There were other reasons besides love or thirst for adventure that prompted women to enlist in the army during the Civil War. Some were motivated by a sense of patriotism, while others simply joined the army as a way to make a living.
Regardless of their motivation, the women who disguised themselves as men took great pains to avoid detection. Loose-fitting Civil War uniforms facilitated the charade as did the strict gender roles of the time. Anyone who wore pants was automatically assumed to be a man.
Also, many of the women who passed as men had a naturally masculine appearance and bearing. Frances Clayton, for example, was described by Blanton and Cook as a “very tall, masculine-looking woman bronzed by exposure” who readily adopted “manly vices” like drinking and swearing. According to Hall, Jane Short looked like an “unsophisticated country lad of twenty years.” Despite efforts to maintain their disguise, though, most women were eventually detected. For instance, a Private John Williams enlisted in the 17th Missouri Infantry (Union) at St. Louis on October 3, 1861, but was discharged by the end of the month with a notation “proved to be a woman” written on the muster roll. The story of her discovery is unknown, but circumstances such as injury, sickness, menstruation, pregnancy, and being captured often led to disclosure of a woman’s sex.
Women who passed as men and fought in combat accounted for a small fraction that served in the Civil War in one capacity or another. But female spies and informants were particularly common in the state of Missouri.
Mrs. Susan Bond was carried on the Union rolls and paid as a spy for work in the Springfield area during the fall of 1864. In September, when an unnamed female spy, perhaps Mrs.
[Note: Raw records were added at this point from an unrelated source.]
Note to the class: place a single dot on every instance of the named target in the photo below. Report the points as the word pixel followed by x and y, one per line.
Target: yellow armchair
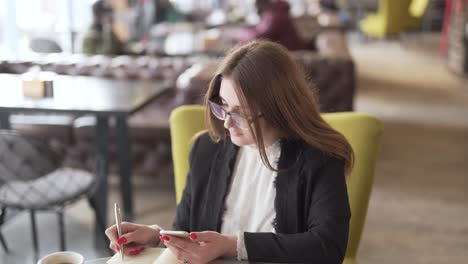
pixel 363 131
pixel 394 17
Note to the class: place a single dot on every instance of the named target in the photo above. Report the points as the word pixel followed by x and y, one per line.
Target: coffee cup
pixel 62 257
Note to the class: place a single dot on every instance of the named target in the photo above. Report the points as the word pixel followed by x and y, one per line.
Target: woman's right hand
pixel 135 238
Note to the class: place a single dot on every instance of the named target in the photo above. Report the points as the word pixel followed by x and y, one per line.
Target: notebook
pixel 148 256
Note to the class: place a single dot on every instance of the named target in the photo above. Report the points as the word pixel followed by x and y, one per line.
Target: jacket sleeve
pixel 182 219
pixel 326 239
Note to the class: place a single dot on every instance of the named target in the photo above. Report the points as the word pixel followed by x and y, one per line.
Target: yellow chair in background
pixel 394 17
pixel 363 132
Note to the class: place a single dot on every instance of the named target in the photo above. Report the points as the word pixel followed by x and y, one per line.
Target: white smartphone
pixel 175 233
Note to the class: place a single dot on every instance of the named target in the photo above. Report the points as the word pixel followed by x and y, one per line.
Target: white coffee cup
pixel 62 257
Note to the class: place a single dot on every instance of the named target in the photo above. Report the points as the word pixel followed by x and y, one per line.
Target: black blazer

Bond, reported to General John B. Sanborn at Springfield that General Sterling Price’s Confederate army was moving into Missouri from Arkansas, General William Rosecrans, Sanborn’s superior, questioned the woman’s motives. Sanborn replied that “the woman scout has brothers in the rebel army, and she always manages to get the confidence of their officers. She has spied a good deal for us from Neosho and has always been reliable and correct.”
Rather than receiving pay for their work, female scouts and spies often served in an unofficial capacity out of allegiance to one side or the other. Colonel John M. Richardson reported from Cassville in November of 1862, “a loyal woman advised me of the arrival of a small party of rebels on Roaring River.” Richardson immediately sent out a detachment of soldiers who found the rebels at the home of a local resident and attacked the house, killing one man and capturing another.
Because Federal forces occupied Missouri during most of the Civil War, Southern women in the state were even more likely than Union women to execute clandestine operations in support of their particular cause. Such operations included spying and scouting, serving as couriers, harboring and feeding guerrillas, tending the wounded, making cartridges, and other similar activities. In the spring of 1863, the provost-marshal-general at St. Louis sought an arrest order for several prominent and influential Southern women, mainly wives and mothers of Confederate officers, because he suspected them of secretly collecting and distributing rebel mail that incited young men to join the Confederacy and encouraged their friends and relatives already serving in the Southern army.
Some of the more obstinate rebel women flaunted their feelings through impudence and open defiance toward Federal soldiers. For instance, a Union detachment stopped to take breakfast at the home of a Mr. and Mrs. Spencer about ten miles southwest of Warrensburg in July of 1864 and were told by the couple’s four grown daughters that they could not have any bread because the family’s dogs needed it. The women added that “they would feed no Black Republicans; but said they had and would again feed their grub to bushwhackers when they wanted to, and even dared the soldiers to molest a thingabout their premises,” according to a report made by Union Captain William B. Ballew dated July 2, 1864 in the Official Records of the Union and Confederate Armies.
Sallie and Jennie Mayfield, whose brothers were notorious guerrillas in the Vernon County area, even rode with the bushwhackers from time to time. On one such occasion, they were captured and taken to the Gratiot Street prison in St. Louis. They eventually escaped after adamantly refusing to take the oath of allegiance to the Union.
Personal acquaintance and friendship sometimes overrode politics, though, even for inveterate rebel women like the Mayfield girls. James B. Pond, a Union officer stationed at Fort Scott, Kansas, recalled a time not long after the Mayfield boys had been killed by a Union scout that one of their sisters warned him of an impending guerrilla attack and thereby saved his life, because he had previously been kind to the girls and had protected their family from an overzealous militia.
Women have generally supported their fathers, husbands, brothers, and sons during times of war. They have aided the causes in ways that ranged from carrying arms in battles to spying and the more typical support roles. They cried when their men didn’t come home. Women in the Civil War were no different.